Somebody today sent me the following quote from the front page of today’s edition of the German business daily Handelsblatt (translated from German):

“The interest rate illusion: Europe’s central bank cuts interest rates to a historic low 0.5 percent. But the hope this will pull the euro zone out of recession will not be fulfilled, economists warn. On the contrary: the cheap money is dangerous.”

I am afraid that this is the general perception – not only in Germany but across Europe. But note how terribly inconsistent the comment is – monetary policy doesn’t work, but at the same time monetary easing is very dangerous (inflationary). If monetary policy does not work why would it be so dangerous to ease monetary policy?

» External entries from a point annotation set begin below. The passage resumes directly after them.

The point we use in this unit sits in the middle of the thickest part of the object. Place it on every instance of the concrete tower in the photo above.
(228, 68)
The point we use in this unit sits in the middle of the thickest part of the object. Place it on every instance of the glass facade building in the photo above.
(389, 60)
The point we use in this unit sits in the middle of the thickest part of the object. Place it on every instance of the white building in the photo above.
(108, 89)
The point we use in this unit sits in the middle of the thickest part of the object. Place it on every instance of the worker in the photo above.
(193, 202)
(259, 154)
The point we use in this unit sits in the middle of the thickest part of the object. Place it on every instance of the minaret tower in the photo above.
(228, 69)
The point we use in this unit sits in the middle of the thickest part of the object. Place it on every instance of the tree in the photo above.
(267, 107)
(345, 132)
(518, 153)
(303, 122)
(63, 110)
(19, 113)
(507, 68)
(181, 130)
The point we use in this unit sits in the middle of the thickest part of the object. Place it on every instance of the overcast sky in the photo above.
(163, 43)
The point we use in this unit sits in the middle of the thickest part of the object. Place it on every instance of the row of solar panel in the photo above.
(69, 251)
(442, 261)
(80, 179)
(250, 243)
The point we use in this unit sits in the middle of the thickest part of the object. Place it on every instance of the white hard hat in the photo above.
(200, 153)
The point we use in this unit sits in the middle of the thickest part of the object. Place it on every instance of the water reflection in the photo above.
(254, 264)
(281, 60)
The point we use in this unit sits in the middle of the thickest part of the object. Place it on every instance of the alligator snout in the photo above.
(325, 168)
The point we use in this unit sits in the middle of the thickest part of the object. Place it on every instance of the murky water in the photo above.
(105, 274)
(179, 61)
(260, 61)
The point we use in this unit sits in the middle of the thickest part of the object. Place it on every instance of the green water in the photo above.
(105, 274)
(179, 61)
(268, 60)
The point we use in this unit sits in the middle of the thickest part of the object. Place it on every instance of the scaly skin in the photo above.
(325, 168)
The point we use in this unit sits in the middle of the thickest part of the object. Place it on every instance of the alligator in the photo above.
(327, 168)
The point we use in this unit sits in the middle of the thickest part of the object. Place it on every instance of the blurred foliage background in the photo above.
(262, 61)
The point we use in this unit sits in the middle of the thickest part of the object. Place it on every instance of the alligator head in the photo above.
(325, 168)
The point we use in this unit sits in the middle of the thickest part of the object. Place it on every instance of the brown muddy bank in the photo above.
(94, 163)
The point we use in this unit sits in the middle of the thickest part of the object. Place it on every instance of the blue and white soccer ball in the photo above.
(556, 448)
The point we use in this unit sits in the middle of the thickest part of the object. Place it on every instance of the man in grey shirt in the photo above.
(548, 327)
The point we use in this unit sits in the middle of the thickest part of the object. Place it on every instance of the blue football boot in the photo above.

The Handelsblatt also repeats the common fallacy that the level of interest rates tell us anything about whether monetary policy is easy of tight. Interest rates is NOT the price of money. The interest rate is the price of credit.  Whether money is cheap or not is a matter of money demand vs money supply. Money demand still remains extremely elevated in the euro zone and money supply is extremely weak. Hence, monetary conditions are extremely tight – and this is exactly what the market is telling us. When German bond yields are extremely low it is exactly a reflection that monetary policy is TIGHT. As Milton Friedman used to say – interest rates are low when monetary policy has been tight. Besides that monetary conditions should of course be VERY EASY given the massive deflationary pressures, historically high unemployment and a very large negative output in the euro zone.

Europe is not on the verge of hyperinflation as the Handelsblatt seems to think. Europe is on the verge of deflation and anybody who have studied German history should understand the grave political and social dangers of deflation and for those who have a hard time remember here are the facts. In 1923 Germany had hyperinflation. 10 years later Germany was struggling with serious deflation and high unemployment. That brought Hitler to power – not easy monetary policy.

German inflation

PS I did not read the entire Handelsblatt story and my comments should be seen as a general comment on the state of economic and monetary debate in Europe and I readily admit that I am greatly frustrated by the fact the powerfull interests are keeping the ECB from taking appropriate action to end this crisis. It is very easy to do.

PPS I suspect that the German fear of monetary easy really is not about monetary easing, but about bailouts. However, monetary easing is not a bailout.